The cause of this was that the RAID controller does not support TRIM on the SSD, and the SSD's performance degraded over time because of it.
To solve this, I decided to flash the RAID controller to an HBA, "IT" mode. It would lose all RAID capability. At that point, I could use Linux software RAID, and have TRIM support.
Very, very carefully, cross-flash the PERC to "IT" mode to make it an HBA. Removing the battery first is a good idea, and keep in mind that H710P Mini, for example, may exist in a non-blade server as well, and has different instructions than H710 Mini. Getting this wrong can brick the controller. Assuming that your server is set to UEFI boot, make sure to also flash the optional UEFI boot ROM to the controller.
After this, the system should still boot from your primary disk - but you lost RAID, so let's wipe and set up software RAID.
Boot into a Linux Live ISO and wipe the Dell RAID markers from the drives, as well as all partition information.
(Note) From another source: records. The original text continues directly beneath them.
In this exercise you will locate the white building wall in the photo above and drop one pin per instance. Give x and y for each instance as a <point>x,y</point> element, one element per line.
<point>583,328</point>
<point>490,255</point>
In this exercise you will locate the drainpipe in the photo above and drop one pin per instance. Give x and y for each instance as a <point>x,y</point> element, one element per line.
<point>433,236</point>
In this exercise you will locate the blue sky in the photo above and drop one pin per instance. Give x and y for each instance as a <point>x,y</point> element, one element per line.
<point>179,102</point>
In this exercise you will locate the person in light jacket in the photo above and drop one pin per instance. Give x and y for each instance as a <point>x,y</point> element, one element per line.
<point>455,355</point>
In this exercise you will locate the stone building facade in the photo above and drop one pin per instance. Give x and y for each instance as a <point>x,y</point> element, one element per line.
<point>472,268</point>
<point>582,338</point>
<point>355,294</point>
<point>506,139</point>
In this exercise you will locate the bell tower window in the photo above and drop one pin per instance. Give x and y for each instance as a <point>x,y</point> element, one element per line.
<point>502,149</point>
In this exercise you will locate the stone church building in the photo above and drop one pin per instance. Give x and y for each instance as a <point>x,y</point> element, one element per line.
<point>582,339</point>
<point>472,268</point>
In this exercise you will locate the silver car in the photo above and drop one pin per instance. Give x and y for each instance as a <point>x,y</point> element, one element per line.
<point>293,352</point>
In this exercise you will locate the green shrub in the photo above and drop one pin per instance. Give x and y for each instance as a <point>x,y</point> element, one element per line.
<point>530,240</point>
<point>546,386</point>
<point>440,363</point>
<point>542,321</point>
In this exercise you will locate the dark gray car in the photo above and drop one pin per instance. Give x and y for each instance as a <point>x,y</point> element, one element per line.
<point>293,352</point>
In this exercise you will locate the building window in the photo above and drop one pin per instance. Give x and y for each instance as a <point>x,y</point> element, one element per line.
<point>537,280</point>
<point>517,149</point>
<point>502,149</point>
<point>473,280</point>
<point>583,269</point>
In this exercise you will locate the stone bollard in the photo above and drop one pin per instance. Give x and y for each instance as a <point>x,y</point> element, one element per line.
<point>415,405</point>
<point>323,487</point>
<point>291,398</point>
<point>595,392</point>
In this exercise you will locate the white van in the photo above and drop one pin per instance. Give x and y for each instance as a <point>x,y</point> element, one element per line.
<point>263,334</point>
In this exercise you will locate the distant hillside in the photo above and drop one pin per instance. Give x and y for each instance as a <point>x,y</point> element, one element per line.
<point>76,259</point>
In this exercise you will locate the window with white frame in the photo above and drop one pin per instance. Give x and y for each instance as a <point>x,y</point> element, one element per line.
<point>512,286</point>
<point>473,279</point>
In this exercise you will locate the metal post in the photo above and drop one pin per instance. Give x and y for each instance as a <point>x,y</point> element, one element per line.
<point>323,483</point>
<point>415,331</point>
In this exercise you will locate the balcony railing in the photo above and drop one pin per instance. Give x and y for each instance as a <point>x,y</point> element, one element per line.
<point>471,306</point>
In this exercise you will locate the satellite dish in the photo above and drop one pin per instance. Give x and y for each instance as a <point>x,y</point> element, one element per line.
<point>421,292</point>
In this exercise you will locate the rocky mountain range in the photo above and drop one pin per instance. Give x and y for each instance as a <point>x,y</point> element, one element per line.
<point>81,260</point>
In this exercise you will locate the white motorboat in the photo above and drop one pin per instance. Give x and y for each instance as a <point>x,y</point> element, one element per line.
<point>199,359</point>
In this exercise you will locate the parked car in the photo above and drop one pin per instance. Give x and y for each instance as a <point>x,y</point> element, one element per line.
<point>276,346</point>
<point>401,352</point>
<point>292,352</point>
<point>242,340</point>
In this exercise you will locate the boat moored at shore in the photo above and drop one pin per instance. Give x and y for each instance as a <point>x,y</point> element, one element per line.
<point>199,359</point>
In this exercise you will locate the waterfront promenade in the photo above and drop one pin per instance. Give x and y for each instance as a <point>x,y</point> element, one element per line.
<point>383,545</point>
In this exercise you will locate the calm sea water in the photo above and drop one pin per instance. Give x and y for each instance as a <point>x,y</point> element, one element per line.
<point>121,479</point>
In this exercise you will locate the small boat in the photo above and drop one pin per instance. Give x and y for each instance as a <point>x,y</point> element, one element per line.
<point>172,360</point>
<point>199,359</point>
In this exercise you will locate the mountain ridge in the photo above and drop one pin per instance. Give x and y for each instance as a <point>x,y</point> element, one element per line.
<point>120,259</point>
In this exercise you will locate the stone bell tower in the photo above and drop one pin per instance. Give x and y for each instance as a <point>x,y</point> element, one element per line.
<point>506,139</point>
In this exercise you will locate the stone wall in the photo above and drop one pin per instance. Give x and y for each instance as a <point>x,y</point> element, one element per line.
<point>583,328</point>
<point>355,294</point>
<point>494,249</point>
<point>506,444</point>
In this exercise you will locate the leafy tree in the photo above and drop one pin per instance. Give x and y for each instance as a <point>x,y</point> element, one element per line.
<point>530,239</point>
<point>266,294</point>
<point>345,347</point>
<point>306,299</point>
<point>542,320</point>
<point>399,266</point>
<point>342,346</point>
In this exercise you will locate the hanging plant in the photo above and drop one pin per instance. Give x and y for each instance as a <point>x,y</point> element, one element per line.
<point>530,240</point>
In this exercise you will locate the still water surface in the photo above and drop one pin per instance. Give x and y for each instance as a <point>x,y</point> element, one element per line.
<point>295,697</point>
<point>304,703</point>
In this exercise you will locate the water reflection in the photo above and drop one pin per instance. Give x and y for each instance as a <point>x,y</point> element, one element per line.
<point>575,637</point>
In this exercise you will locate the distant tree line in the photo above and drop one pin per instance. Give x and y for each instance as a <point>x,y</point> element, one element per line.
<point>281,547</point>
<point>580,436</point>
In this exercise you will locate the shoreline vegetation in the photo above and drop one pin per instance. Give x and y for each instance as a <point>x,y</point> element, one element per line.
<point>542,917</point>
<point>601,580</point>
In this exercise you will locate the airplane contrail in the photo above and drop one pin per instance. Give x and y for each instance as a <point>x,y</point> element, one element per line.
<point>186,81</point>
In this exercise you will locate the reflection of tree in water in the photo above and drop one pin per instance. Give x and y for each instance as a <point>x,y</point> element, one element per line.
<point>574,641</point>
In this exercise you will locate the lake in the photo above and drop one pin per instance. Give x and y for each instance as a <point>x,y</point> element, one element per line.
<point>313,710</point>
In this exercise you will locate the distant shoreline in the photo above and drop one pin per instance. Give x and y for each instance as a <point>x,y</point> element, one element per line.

This will mean you lose all data on these SSDs.
sudo dd if=/dev/zero of=/dev/sda bs=512 count=4096 seek=$(expr `sudo blockdev --getsz /dev/sda` - 4096)
sudo dd if=/dev/zero of=/dev/sda bs=512 count=4096
sudo dd if=/dev/zero of=/dev/sdb bs=512 count=4096 seek=$(expr `sudo blockdev --getsz /dev/sdb` - 4096)
sudo dd if=/dev/zero of=/dev/sdb bs=512 count=4096
Verify with sudo wipefs /dev/sda
and sudo dmraid -r
that the markers are gone.
Boot into an Ubuntu Server install ISO and follow instructions to set up software RAID-1.
Lastly, once you booted into your fresh Ubuntu Server install, run sudo fstrim -av
.
After this, your SSDs should be as performant as they were when new, or nearly so. In my testing, read/write
latency as measured by sudo iostat -mdx
during Geth sync came back down to 0.8/2.5 ms, or thereabouts.
The latest 9400/9500 series controllers do support TRIM. For Dell, that is the PERC11 (H755(N), H750, H350 and H355) line I believe.
PERC9 does not support TRIM in RAID mode (H330, H730, H730P, H730P MX, and H830 cards). It can in JBOD, but at that point you're better off cross-flashing it to a plain HBA. Ditto PERC10 (H345, H740P, H745, H745P MX, and H840 cards).
Software RAID1 in Linux has the same write performance as a single disk, and doubles the read performance for multi-file reads.